A color-tunable molecular beacon to sense miRNA-9 expression during neurogenesis

A typical molecular beacon (MB) composing of a fluorophore and a quencher has been used to sense various intracellular biomolecules including microRNAs (miRNA, miR). However, the on/off-tunable miRNA MB is difficult to distinguish whether the observed low fluorescence brightness results from low miRNA expression or low transfection of the miRNA MB. We developed a color-tunable miRNA-9 MB (ColoR9 MB) to sense miR-9 expression-dependent color change. The ColoR9 MB was synthesized by a partially double-stranded DNA oligonucleotide containing a miR-9 binding site and a reporter probe with Cy3/black hole quencher 1 (BHQ1) at one end and a reference probe with Cy5.5 at the other end. The ColoR9 MB visualized CHO and P19 cells with red color in the absence of miR-9 and yellow color in the presence of miR-9. In vivo imaging demonstrated that the green fluorescence recovery of the reporter probe from the ColoR9 MB increased gradually during neuronal differentiation of P19 cells, whereas red fluorescence activity of the reference probe remained constant. These results showed the great specificity of sensing miR-9 expression- and neurogenesis-dependent color change.

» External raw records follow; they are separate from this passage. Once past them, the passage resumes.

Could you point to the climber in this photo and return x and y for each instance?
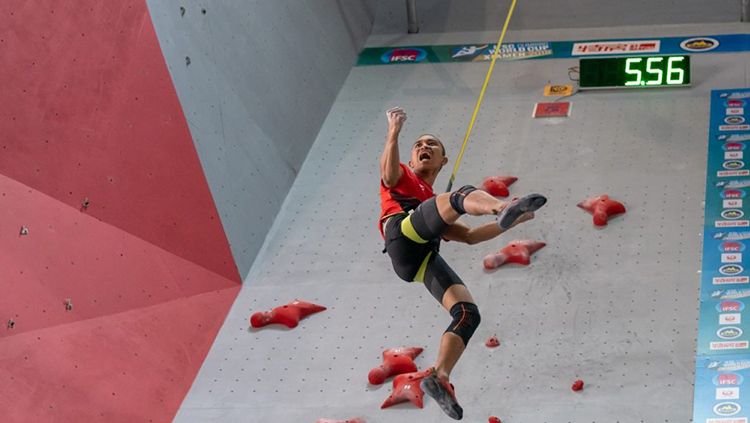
(413, 221)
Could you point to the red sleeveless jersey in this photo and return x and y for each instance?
(406, 195)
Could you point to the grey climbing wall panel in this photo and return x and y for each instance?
(616, 307)
(255, 80)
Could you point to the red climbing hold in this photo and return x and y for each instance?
(602, 207)
(395, 362)
(518, 251)
(498, 185)
(492, 342)
(288, 315)
(406, 388)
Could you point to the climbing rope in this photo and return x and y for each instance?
(481, 97)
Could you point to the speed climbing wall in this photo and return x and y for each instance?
(616, 307)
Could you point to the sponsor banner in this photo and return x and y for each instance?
(726, 43)
(599, 48)
(558, 90)
(510, 51)
(555, 109)
(723, 350)
(721, 389)
(727, 166)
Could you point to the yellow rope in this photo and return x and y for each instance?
(481, 96)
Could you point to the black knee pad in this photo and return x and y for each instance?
(457, 198)
(466, 319)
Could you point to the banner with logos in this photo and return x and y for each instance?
(723, 351)
(727, 43)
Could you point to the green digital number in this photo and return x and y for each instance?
(630, 71)
(675, 70)
(657, 71)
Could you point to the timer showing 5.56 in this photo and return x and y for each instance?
(635, 72)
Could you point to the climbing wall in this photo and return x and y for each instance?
(616, 307)
(115, 270)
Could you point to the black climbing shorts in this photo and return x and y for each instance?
(412, 242)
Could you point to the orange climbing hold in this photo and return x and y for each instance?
(288, 315)
(498, 185)
(406, 388)
(518, 251)
(602, 207)
(395, 362)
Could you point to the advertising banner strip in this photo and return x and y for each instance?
(723, 350)
(728, 43)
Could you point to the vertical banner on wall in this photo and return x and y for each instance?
(723, 351)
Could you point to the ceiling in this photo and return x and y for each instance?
(441, 16)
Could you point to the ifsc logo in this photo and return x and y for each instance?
(404, 55)
(734, 120)
(699, 44)
(733, 103)
(727, 408)
(733, 146)
(732, 214)
(732, 194)
(731, 269)
(730, 332)
(731, 247)
(728, 379)
(733, 164)
(726, 306)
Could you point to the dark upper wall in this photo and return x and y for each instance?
(256, 80)
(488, 15)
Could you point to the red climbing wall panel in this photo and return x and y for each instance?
(89, 111)
(130, 367)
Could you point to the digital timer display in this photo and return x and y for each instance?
(635, 72)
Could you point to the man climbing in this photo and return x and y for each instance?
(413, 220)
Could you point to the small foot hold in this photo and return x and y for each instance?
(288, 315)
(498, 185)
(518, 251)
(602, 207)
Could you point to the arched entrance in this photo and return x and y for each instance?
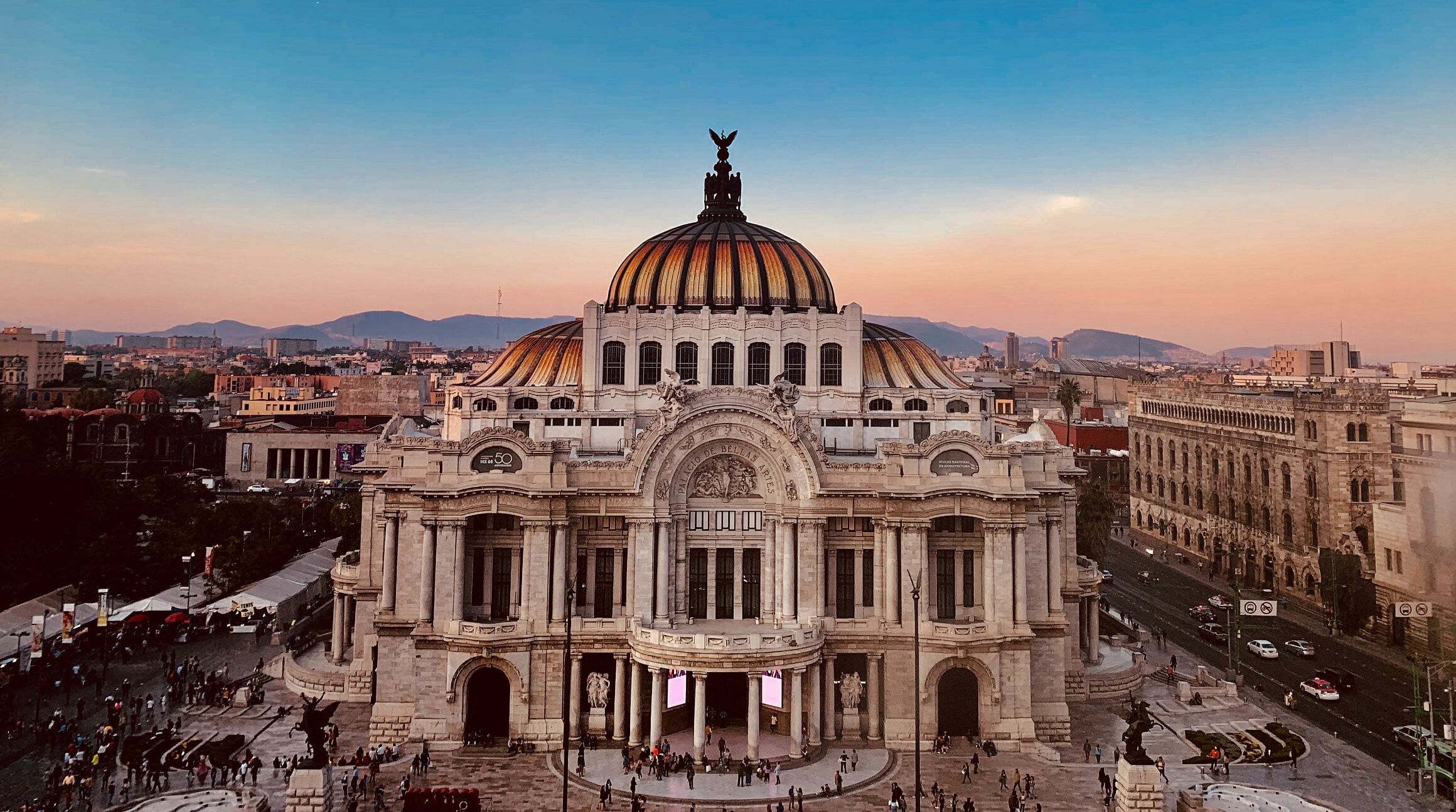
(958, 699)
(487, 705)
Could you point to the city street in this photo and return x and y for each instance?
(1365, 718)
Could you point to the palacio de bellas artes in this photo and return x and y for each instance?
(740, 495)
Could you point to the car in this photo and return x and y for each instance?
(1202, 614)
(1411, 735)
(1302, 648)
(1215, 633)
(1320, 689)
(1343, 680)
(1263, 648)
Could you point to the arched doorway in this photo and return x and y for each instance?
(958, 703)
(487, 705)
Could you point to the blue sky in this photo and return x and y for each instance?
(579, 129)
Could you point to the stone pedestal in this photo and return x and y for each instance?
(1139, 788)
(311, 791)
(597, 722)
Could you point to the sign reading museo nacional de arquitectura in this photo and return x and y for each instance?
(714, 475)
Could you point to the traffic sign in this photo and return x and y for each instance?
(1258, 609)
(1411, 609)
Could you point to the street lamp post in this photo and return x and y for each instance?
(915, 601)
(565, 697)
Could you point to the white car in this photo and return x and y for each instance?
(1263, 648)
(1320, 689)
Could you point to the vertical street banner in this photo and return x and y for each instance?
(67, 623)
(37, 636)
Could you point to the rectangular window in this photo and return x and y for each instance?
(867, 577)
(968, 578)
(500, 584)
(698, 584)
(945, 584)
(724, 582)
(750, 582)
(843, 582)
(604, 584)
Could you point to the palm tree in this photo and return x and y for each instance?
(1069, 393)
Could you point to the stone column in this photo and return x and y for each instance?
(386, 597)
(665, 560)
(893, 577)
(699, 713)
(427, 574)
(1021, 581)
(619, 700)
(797, 717)
(1054, 567)
(574, 715)
(816, 706)
(872, 689)
(769, 575)
(337, 642)
(830, 729)
(558, 575)
(456, 533)
(656, 727)
(635, 710)
(754, 708)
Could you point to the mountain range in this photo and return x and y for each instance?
(495, 331)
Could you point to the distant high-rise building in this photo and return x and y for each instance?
(44, 358)
(1012, 351)
(286, 347)
(1331, 358)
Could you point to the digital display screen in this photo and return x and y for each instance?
(677, 690)
(772, 690)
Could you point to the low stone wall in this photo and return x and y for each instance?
(309, 681)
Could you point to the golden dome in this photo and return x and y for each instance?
(722, 261)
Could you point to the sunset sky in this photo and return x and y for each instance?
(1215, 174)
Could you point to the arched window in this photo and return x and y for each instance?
(650, 363)
(613, 364)
(795, 363)
(722, 363)
(832, 366)
(686, 358)
(757, 364)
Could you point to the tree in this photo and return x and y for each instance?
(1069, 393)
(1095, 514)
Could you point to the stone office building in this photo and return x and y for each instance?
(729, 484)
(1255, 482)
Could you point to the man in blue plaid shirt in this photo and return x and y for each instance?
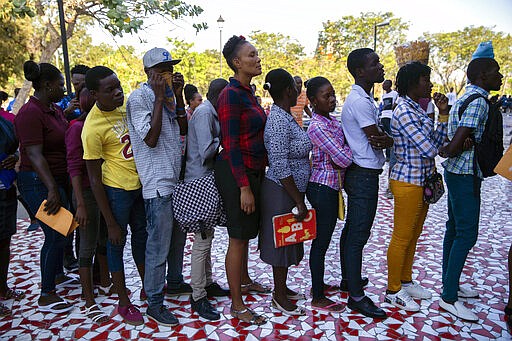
(462, 182)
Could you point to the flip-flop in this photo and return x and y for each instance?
(17, 295)
(4, 310)
(255, 288)
(52, 307)
(298, 311)
(95, 314)
(296, 297)
(328, 308)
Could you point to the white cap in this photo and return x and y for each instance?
(156, 56)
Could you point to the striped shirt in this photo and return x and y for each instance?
(475, 117)
(416, 142)
(242, 122)
(329, 143)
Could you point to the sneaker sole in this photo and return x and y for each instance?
(400, 306)
(162, 323)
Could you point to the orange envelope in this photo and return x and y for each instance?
(504, 167)
(288, 231)
(62, 222)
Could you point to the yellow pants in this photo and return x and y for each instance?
(409, 216)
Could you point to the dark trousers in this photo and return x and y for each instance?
(34, 191)
(325, 201)
(362, 187)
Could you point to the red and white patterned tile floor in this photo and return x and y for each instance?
(486, 269)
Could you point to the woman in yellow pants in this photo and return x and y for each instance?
(416, 143)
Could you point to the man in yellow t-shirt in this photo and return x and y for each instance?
(114, 180)
(302, 102)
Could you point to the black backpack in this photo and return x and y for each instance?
(489, 150)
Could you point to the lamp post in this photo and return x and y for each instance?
(384, 23)
(220, 23)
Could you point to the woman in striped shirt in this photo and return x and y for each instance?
(416, 144)
(330, 157)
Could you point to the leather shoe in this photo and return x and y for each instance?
(215, 290)
(204, 308)
(344, 283)
(367, 308)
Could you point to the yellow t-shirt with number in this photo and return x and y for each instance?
(105, 136)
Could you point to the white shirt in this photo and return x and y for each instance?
(452, 97)
(388, 100)
(359, 112)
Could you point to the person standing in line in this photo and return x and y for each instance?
(8, 208)
(302, 105)
(114, 181)
(416, 145)
(284, 186)
(330, 157)
(389, 103)
(93, 236)
(240, 169)
(203, 141)
(40, 127)
(452, 97)
(464, 178)
(156, 119)
(360, 121)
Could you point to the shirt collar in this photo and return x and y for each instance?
(360, 91)
(476, 88)
(236, 83)
(413, 104)
(280, 111)
(52, 110)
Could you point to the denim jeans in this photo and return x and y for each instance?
(165, 244)
(33, 191)
(461, 229)
(362, 187)
(127, 208)
(324, 200)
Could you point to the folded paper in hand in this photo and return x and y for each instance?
(62, 222)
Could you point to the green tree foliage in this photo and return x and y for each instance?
(116, 16)
(338, 38)
(14, 43)
(198, 68)
(450, 54)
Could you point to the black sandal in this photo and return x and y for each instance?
(254, 316)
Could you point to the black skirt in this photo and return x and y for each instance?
(8, 210)
(240, 225)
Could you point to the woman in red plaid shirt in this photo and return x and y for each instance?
(240, 168)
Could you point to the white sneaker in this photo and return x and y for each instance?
(402, 300)
(459, 310)
(417, 291)
(467, 293)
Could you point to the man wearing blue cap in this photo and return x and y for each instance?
(156, 119)
(463, 177)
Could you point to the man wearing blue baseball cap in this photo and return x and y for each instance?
(463, 176)
(156, 119)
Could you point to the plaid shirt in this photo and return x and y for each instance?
(329, 143)
(242, 123)
(474, 117)
(416, 142)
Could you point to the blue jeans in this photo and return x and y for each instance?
(33, 191)
(461, 229)
(165, 243)
(127, 208)
(324, 200)
(362, 188)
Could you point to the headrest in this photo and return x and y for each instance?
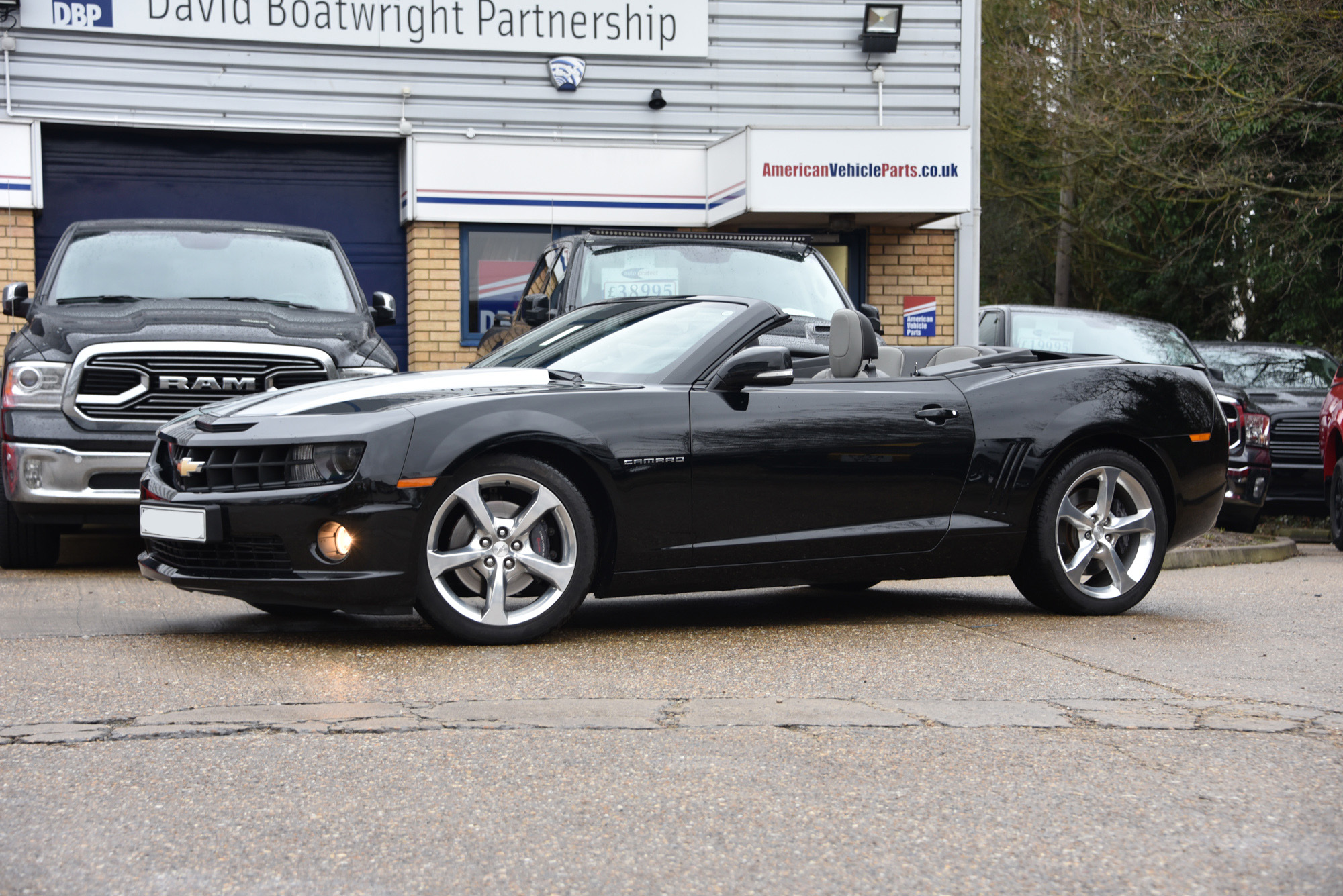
(852, 342)
(956, 353)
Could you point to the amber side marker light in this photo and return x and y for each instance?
(424, 482)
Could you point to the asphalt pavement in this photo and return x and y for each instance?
(934, 737)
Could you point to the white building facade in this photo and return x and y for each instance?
(447, 141)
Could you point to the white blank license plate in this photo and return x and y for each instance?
(179, 524)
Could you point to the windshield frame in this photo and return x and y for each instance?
(584, 248)
(79, 231)
(1084, 314)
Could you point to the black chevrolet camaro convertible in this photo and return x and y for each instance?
(655, 446)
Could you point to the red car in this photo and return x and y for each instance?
(1332, 446)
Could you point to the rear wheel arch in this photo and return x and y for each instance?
(1145, 454)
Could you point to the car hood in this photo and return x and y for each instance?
(381, 393)
(1277, 401)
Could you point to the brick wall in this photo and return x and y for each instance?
(906, 262)
(434, 297)
(17, 259)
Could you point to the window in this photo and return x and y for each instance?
(498, 263)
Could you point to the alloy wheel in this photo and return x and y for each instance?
(502, 549)
(1106, 533)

Microinjection free delivery of miRNA inhibitor into zygotes

The development of gene delivery systems into embryos is challenging due to technical difficulties, delivery efficiency and toxicity. Here, we developed an organic compound (VisuFect)-mediated gene delivery system for zygotes. The VisuFect, which is hydrophilic and Cy5.5-labeled, was conjugated with poly(A) oligo (VFA). The VFA into CHO cells showed clathrin-mediated internalization and no toxicity. The VFA successfully penetrated through the zona pellucida of fertilized eggs of various species including pigs, zebrafish, drosophilas and mice. The experiment with VisuFect-mediated delivery of the miR34c inhibitor showed similar results with direct microinjection of the miR34c inhibitor by suppressing the development of zygotes up to the blastocyst stage. Noticeable features of the VisuFect will provide great benefits for further studies on gene function in sperms and embryos.